The Paps filed this foreclosure action because the Norrises refused to make payments on the note after June 1990. The Norrises filed an answer admitting the execution *736 of the note and mortgage and their failure to make payments. As an affirmative defense, however, they alleged fraud in the inducement. This defense was supplemented by a lengthy multicount counterclaim, alleging that the Paps had concealed numerous problems with the golf course. The Norrises alleged that the Paps concealed evidence of structural damage by termites and water. The swimming pool allegedly had an undisclosed leak. The survey provided by the Paps allegedly overstated both the acreage of the property and the front footage on a lake. The Norrises claim the Paps were aware of these errors in the survey and failed to disclose them. The Norrises maintain that they stopped paying on the promissory note when they discovered these problems. Their counterclaim sought rescission and, in the alternative, requested monetary damages. They demanded a jury trial on the legal issues.

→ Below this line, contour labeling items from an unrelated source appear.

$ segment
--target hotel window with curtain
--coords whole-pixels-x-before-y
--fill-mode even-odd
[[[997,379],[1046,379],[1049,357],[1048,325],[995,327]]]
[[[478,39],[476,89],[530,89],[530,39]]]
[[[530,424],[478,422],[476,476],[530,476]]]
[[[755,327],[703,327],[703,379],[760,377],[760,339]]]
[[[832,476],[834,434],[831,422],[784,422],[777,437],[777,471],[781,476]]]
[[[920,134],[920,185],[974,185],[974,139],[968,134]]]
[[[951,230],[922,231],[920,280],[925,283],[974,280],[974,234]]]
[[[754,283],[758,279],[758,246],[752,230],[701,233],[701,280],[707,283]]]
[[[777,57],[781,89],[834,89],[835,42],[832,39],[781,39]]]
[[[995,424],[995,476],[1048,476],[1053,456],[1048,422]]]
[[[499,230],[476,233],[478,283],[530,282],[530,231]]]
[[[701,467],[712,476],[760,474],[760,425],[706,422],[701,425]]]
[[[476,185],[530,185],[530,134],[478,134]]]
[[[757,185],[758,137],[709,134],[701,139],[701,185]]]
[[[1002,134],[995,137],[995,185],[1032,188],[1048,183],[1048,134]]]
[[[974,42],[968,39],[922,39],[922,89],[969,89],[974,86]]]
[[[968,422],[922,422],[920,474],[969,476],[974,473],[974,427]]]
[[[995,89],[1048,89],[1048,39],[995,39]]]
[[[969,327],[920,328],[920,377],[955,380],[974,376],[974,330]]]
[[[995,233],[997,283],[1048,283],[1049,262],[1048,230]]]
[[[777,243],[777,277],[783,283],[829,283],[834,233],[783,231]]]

The Paps filed a motion for judgment on the pleadings and a motion to sever the counterclaim. In March 1992, the trial court granted the motion to sever because it concluded the allegations of fraud in the inducement constituted a permissive counterclaim, presenting factual issues distinct from the issues raised in the foreclosure action. It decided that these issues could be severed for subsequent jury trial. As a result of this decision and without any express order concerning the affirmative defense of fraud, the trial court granted foreclosure.
The Norrises filed this appeal pursuant to Florida Rule of Appellate Procedure 9.110, as an appeal from the final judgment of foreclosure. This was a logical decision. The judgment of foreclosure was sufficiently final to authorize a foreclosure sale. Indeed, the foreclosure sale was not stayed during this appellate proceeding, and the Paps purchased the property at that sale.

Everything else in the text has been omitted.